Pesquisas realizadas com a coorte francesa VISCONTI – o maior grupo de pacientes controladores pós-tratamento do mundo – identificaram variantes genéticas associadas a células NK mais ativas e eficazes no combate ao HIV.

Os pesquisadores acreditam que essas células podem localizar e destruir reservatórios ocultos do vírus em regiões profundas do organismo, como linfonodos, intestino e trato reprodutivo, locais onde o HIV normalmente permanece escondido durante décadas.

As mulheres podem ter uma vantagem biológica

Um dos dados mais intrigantes dessa área de pesquisa é que as mulheres apresentam entre duas e cinco vezes mais chances de se tornarem controladoras de elite do que os homens.

Segundo cientistas, o sistema imunológico feminino parece possuir uma resposta inata mais eficiente contra o HIV, especialmente relacionada à atividade das células NK.

Apesar disso, especialistas alertam que as mulheres ainda são sub-representadas nos estudos clínicos voltados à cura do HIV, o que pode ter retardado descobertas importantes sobre mecanismos naturais de resistência ao vírus.

Uma esperança para mais de 40 milhões de pessoas

Atualmente, cerca de 40 milhões de pessoas vivem com HIV em todo o mundo. Os medicamentos antirretrovirais transformaram a infecção de uma sentença de morte em uma condição crônica controlável, mas ainda não eliminam completamente o vírus.

Por isso, cada descoberta envolvendo controladores de elite desperta enorme expectativa na comunidade científica.

As histórias de Loreen Willenberg e da chamada “Paciente Esperanza”, da Argentina, demonstram que o corpo humano, em situações extraordinárias, pode desenvolver mecanismos naturais de controle do HIV que a ciência ainda está aprendendo a compreender.
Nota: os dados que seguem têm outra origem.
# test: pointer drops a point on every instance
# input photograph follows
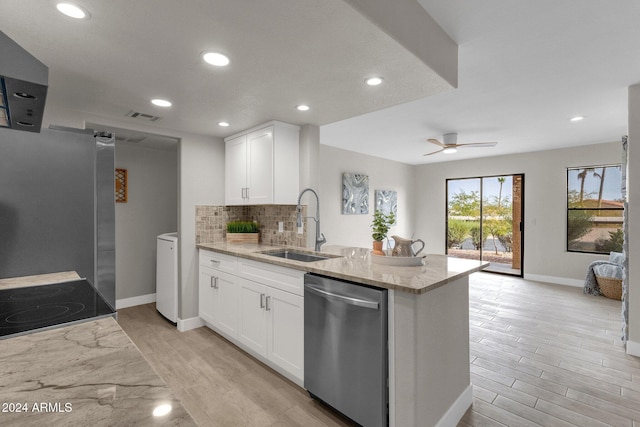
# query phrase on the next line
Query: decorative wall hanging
(387, 201)
(355, 194)
(121, 186)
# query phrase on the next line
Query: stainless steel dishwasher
(345, 348)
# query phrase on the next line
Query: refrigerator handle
(342, 298)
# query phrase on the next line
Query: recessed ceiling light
(161, 410)
(215, 58)
(161, 102)
(73, 10)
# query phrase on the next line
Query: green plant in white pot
(243, 232)
(381, 224)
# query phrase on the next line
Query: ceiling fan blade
(435, 152)
(478, 144)
(435, 141)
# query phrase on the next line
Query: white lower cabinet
(272, 324)
(218, 300)
(253, 316)
(265, 319)
(285, 331)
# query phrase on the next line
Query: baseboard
(633, 348)
(456, 411)
(185, 325)
(555, 280)
(133, 301)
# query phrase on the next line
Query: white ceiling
(525, 68)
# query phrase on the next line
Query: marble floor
(541, 355)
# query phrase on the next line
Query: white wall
(201, 174)
(545, 255)
(151, 209)
(355, 230)
(633, 188)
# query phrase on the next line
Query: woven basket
(610, 288)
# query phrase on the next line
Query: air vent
(143, 116)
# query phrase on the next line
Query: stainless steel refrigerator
(57, 208)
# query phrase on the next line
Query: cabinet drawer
(286, 279)
(218, 261)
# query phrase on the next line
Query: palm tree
(501, 180)
(582, 176)
(601, 176)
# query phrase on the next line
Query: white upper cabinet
(262, 165)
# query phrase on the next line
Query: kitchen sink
(296, 256)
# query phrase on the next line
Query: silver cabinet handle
(343, 298)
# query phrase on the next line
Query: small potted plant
(243, 232)
(380, 226)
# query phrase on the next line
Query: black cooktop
(36, 307)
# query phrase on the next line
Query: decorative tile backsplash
(211, 222)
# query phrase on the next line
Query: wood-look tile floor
(541, 355)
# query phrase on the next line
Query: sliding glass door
(484, 221)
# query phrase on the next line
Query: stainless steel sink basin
(296, 256)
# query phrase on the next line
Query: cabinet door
(206, 295)
(226, 304)
(260, 166)
(286, 331)
(252, 329)
(235, 171)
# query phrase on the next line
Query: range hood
(23, 87)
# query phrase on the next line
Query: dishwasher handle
(342, 298)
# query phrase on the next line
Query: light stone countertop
(87, 374)
(39, 279)
(354, 264)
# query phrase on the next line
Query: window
(594, 209)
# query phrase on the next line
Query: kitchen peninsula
(428, 321)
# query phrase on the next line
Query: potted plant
(380, 226)
(243, 232)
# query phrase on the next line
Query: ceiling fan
(450, 144)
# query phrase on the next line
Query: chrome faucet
(320, 239)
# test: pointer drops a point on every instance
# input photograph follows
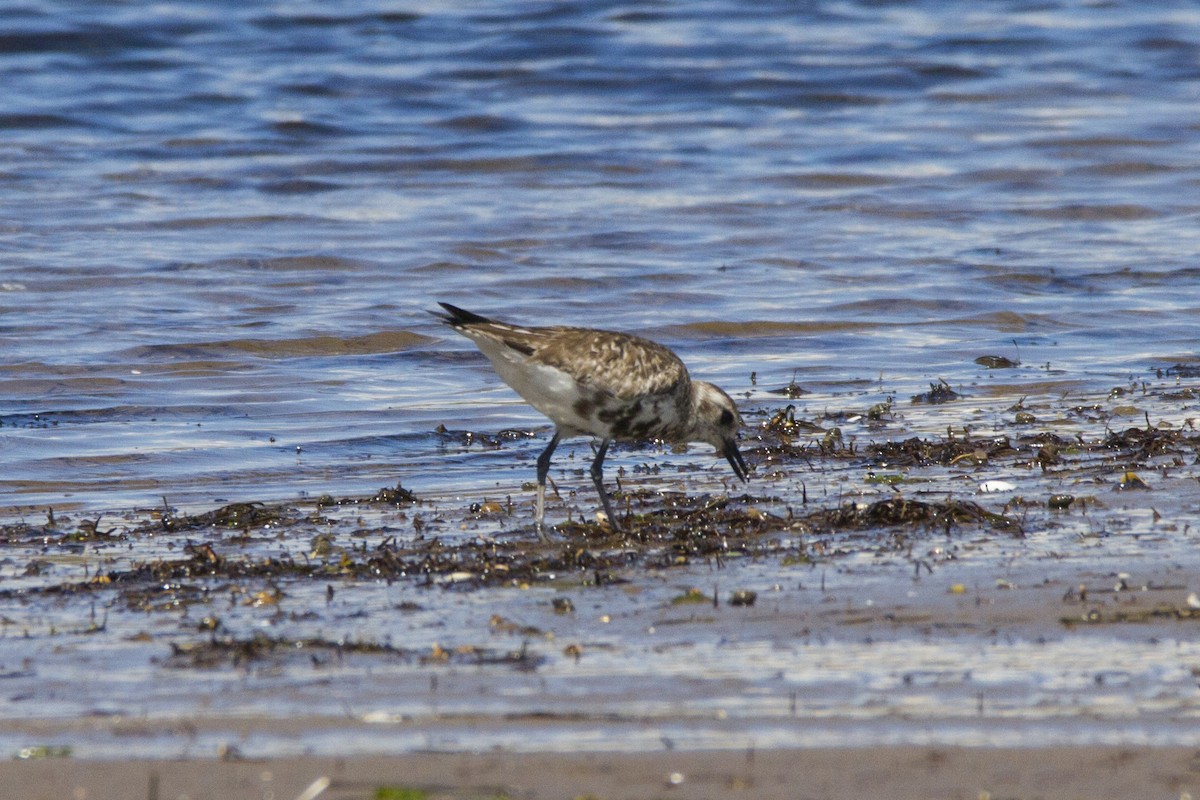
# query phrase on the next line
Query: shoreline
(898, 773)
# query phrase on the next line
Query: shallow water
(223, 224)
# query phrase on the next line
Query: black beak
(737, 462)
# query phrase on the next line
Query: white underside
(550, 390)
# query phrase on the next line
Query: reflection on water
(223, 224)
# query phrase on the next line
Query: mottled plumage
(611, 385)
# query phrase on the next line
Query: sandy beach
(841, 774)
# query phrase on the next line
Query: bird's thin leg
(598, 479)
(543, 470)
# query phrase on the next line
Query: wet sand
(893, 773)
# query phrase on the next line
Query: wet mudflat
(993, 565)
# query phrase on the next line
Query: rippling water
(223, 222)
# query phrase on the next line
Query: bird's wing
(623, 365)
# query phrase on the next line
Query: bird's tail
(459, 317)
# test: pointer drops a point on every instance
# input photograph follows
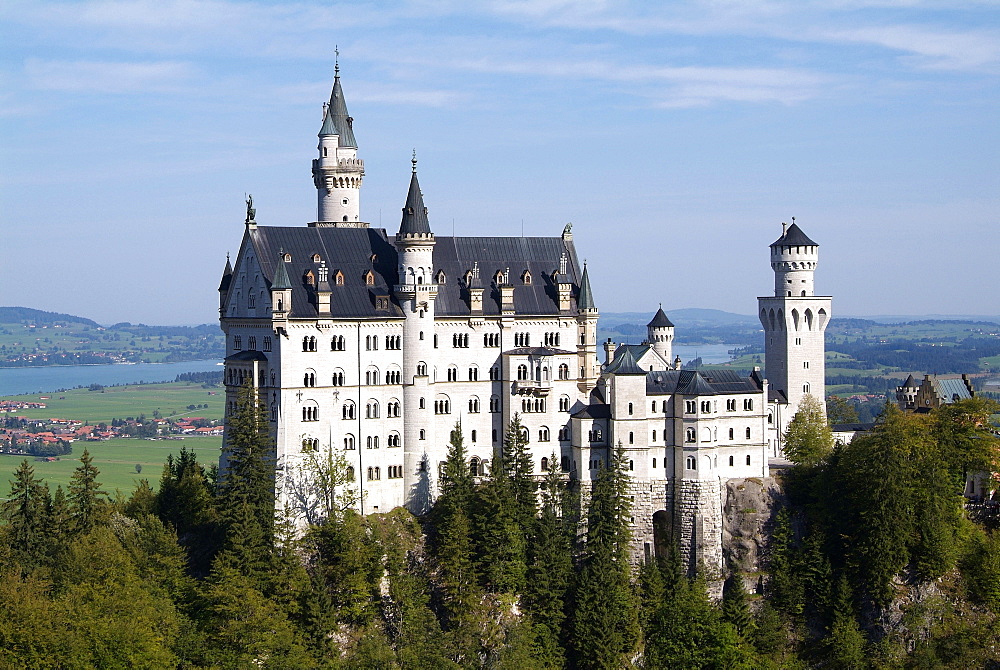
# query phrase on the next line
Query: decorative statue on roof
(251, 212)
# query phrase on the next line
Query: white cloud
(106, 77)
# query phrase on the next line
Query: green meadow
(116, 459)
(118, 402)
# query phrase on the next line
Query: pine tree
(549, 572)
(605, 625)
(845, 646)
(247, 487)
(26, 512)
(808, 439)
(87, 501)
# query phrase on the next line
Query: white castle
(375, 345)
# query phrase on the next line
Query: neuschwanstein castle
(375, 343)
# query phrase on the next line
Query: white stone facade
(375, 346)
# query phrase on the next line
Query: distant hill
(26, 314)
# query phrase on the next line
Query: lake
(17, 381)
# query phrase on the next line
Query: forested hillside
(872, 564)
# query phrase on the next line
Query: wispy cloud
(106, 77)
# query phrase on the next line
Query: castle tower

Para os pesquisadores, desvendar esses mecanismos pode abrir caminho para vacinas terapêuticas, novos tratamentos imunológicos e, possivelmente, para uma cura funcional capaz de beneficiar milhões de pessoas nas próximas décadas.

A esperança de Loreen era viver o suficiente para testemunhar o fim da epidemia de HIV. Ela não conseguiu. Mas seu organismo, que desafiou todas as expectativas da medicina, pode ter deixado justamente o mapa que permitirá à humanidade chegar até esse destino.